吃过午饭,我就开始着手烹调过年菜肴。虽然动手这么早,却不是年夜吃的,我为年初一准备——我的年夜饭去老爸家吃。
老爸家并不远,开车也就半个小时。成家后,以往的年我都是在自己小家过的,因为那时爷爷奶奶在,他们在一起有他们的欢乐,而我更可获得我的自由。何况,我每年正月初一都有公干,来来去去麻烦,还不如各自为政。如今爷爷奶奶都去世了,剩下二老也是六七十岁的人。常日里妈妈就流露出一种过年会凄凉的意思,但那时我也不敢保证我可以在过年时陪一陪他们,只是心里暗暗地记了,尽可能让他们快乐一些。
前两天我打电话回去,告诉妈妈如果不怕麻烦劳累,我会回家吃年夜饭,但无法在家过年,只能吃了晚饭就回头。妈妈听了,好开心,说,我把饭烧了,你什么时候到家都可以吃,只要回来就好。我默默的,回家吃他们做得饭,竟然也让他们这么开心,这是什么样的要求呀,我就不能做些让他们更开心的事么?想着想着,很想要流泪。
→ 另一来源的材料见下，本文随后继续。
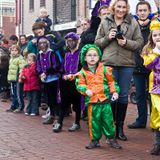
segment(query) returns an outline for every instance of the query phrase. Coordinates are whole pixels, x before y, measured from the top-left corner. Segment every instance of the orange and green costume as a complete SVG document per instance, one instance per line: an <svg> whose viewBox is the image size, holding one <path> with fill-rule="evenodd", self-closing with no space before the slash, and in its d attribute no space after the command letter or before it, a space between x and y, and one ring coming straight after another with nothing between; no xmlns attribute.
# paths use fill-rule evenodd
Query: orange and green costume
<svg viewBox="0 0 160 160"><path fill-rule="evenodd" d="M115 127L109 96L114 92L119 93L119 87L113 78L112 68L100 62L95 73L82 68L76 77L76 87L85 95L90 140L98 141L102 132L106 137L114 138ZM93 96L86 95L88 89L93 92Z"/></svg>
到家时,三点不到,爸爸妈妈一见,直乐,说,想不到你们这么早能回来,我菜还没烧好呢,还在做“庚饭”。我知道这“庚饭”是祭祖,乡下人逢年过节总是忘不了逝去的祖先,摆上饭菜茶酒,点香焚纸,算是给他们捎去一点欢乐,一份孝心。爷爷奶奶又是去逝不久,当然更不会忘了要给他们送点好吃的。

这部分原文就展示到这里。